Trump's new version of the 2019 video featured fake (and misspelled) chyrons, supposedly from CNN, that read "TERRIFIED TODLER RUNS FROM RACIST BABY" and "RACIST BABY PROBABLY A TRUMP VOTER," as one of the toddlers, who is Black, runs ahead of his friend, who is White, while ominous background music plays.

The implication is that CNN had misleadingly recast a sweet encounter between two little boys through the prism of our national reckoning over racism and inequality. The patently fake video came from a pro-Trump, meme-generating Twitter account whose owner later gloated that "Todler" was trending on Twitter. Trump's son, Eric, also posted the manipulated video, which has been seen more than 20 million times.

The real video could not have conveyed a more fundamentally different message from Trump's post. It showed the two children toddling toward each other on a New York sidewalk as quickly as they could, hugging excitedly, then running down the street together. The father who first uploaded the video to Facebook wrote that the clip of the two "BESTIES" was "just so beautiful," and that he wished that "we could all be like this."
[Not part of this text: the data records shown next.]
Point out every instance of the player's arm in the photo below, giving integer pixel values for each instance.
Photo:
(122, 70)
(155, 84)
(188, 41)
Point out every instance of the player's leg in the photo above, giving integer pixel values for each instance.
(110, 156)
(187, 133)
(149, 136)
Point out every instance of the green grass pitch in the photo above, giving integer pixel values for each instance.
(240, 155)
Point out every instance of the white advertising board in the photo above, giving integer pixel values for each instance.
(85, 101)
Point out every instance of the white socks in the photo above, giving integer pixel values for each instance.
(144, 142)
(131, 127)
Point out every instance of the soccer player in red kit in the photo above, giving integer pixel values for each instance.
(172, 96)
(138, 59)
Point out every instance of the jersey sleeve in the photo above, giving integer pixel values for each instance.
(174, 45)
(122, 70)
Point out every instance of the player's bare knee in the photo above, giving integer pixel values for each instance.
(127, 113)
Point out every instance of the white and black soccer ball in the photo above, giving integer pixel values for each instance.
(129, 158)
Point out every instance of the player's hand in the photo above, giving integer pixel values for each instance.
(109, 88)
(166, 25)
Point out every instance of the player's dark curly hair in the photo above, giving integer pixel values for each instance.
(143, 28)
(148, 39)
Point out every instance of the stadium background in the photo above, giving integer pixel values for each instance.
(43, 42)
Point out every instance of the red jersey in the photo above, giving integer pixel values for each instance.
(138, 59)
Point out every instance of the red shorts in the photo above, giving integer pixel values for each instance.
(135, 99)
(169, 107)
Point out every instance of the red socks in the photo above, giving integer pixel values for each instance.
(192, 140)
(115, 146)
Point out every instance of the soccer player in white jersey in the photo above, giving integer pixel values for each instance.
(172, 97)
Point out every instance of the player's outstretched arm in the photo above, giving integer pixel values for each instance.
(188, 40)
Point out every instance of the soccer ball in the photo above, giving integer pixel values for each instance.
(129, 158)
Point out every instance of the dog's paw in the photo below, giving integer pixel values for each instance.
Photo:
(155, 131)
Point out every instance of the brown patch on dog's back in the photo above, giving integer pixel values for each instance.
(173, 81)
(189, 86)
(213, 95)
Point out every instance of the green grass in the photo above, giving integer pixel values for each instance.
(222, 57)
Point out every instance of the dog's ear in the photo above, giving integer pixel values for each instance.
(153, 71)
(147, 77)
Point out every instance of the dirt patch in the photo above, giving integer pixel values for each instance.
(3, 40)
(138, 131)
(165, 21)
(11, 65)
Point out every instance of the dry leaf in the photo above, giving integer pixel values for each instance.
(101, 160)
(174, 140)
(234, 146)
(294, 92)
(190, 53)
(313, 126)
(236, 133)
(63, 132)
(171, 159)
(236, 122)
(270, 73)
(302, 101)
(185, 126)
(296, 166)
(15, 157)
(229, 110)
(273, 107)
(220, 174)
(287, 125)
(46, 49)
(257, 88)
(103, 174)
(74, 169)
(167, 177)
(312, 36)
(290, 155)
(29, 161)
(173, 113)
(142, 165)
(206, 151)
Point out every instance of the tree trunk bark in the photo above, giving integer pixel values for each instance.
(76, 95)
Facebook took down Trump's post after a complaint from a representative of the father that it violated copyright law. Twitter first labeled the video "manipulated" and marked it with a blue exclamation point, under a policy that prohibits "deceptively shar[ing] synthetic or manipulated media that are likely to cause harm."

It later disabled the video based on a copyright claim, after Trump's Tweet was liked 459,000 times.

CNN, the ostensible target of the President's video smear, can fend for itself. It issued a statement that "CNN did cover this story — but exactly as it happened." But what about the children, whose legal rights were plainly violated — by the President of the United States himself?

New York has a right of privacy law that protects what is known as the right of publicity — the right to protect one's own image and identity from exploitation by someone else. Sections 50 and 51 of New York's Civil Rights law prohibit exactly what President Trump did — the unauthorized use of a "name, portrait or picture of any living person" for "advertising purposes, or for the purpose of trade." A successful plaintiff is entitled to both an injunction to stop the violation and to money damages — including punitive damages if it is shown that the defendant "knowingly used such person's name, portrait, picture or voice."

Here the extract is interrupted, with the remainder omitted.